Recently there have been several rarities pop up around the Cape Town area, but I had yet to twitch any of them, despite being on my to-do lists. However, on Saturday 5th February Trevor Hardaker dropped me a message letting me know that him and Margaret were going through to Hermanus to see the Elegant Tern that was spotted there earlier this week. Having no plans for the morning, I gladly accepted and set my alarm for 5:30 the following morning.
I met the Hardakers at a local shopping center, where-after we made out way over Sir Lowry’s Pass and towards Hermanus.
Upon arrival we made our way down to the Tern roost, where there were already a couple of individuals who had seen the bird just minutes earlier. Margaret then picked the bird up again, and my life list suddenly grew +1 to 271. The Tern, which was surrounded by numerous Swift Terns, Sandwich Terns, Common Terns and a few Grey Headed Gulls, was not giving us the best ways, as it hid behind the shadow of a Grey Headed Gull. This particular gull showed no enthusiasm in obliging to the photographers and giving us a clear light shot of the Tern.

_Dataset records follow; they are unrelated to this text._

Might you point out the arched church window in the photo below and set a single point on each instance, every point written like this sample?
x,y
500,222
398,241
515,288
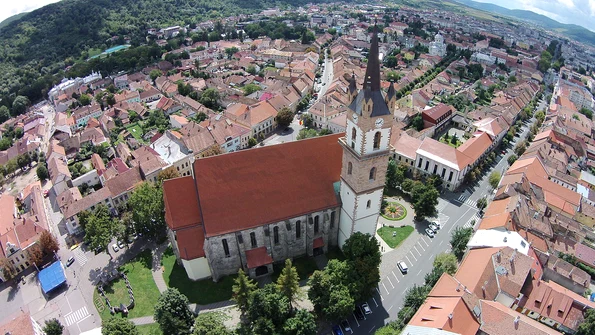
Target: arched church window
x,y
373,173
377,140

Not after more than 5 minutes of arriving at the roost, the Tern took flight and headed out to the ocean, and even in the departure, the damn Grey Headed Gull made sure to ruin the only in focus shot I managed to capture.
It was reported that earlier visitors had witnessed the same behaviour with the bird leaving the roost and then returning shortly later. However, we remained for an additional hour and a half and the bird made no signs of returning to us and giving us better views. While waiting, I did however take the opportunity to get some action shots of the other Tern species that came in and out of the roost over the 90 minute period, as well as photographing some of the other birds in the area.
We departed shortly after, with a couple groups of people still sticking around hoping for the return of the bird.
On route back we passed through the Botrivier area, and the amount of Buzzards seen was astounding. More than 30 Steppe Buzzards were present over a short distance of road, as they glided on the summer thermals, with others flying low, just above the dry grass plains. It was along this road that we also got views of some Blue Cranes with a chick.
It was an enjoyable and successful few hours out, allowing for a new lifer for myself. It’s a pity that Gull ruined some of the shots, but in the end I still also had fun photographing the other Terns.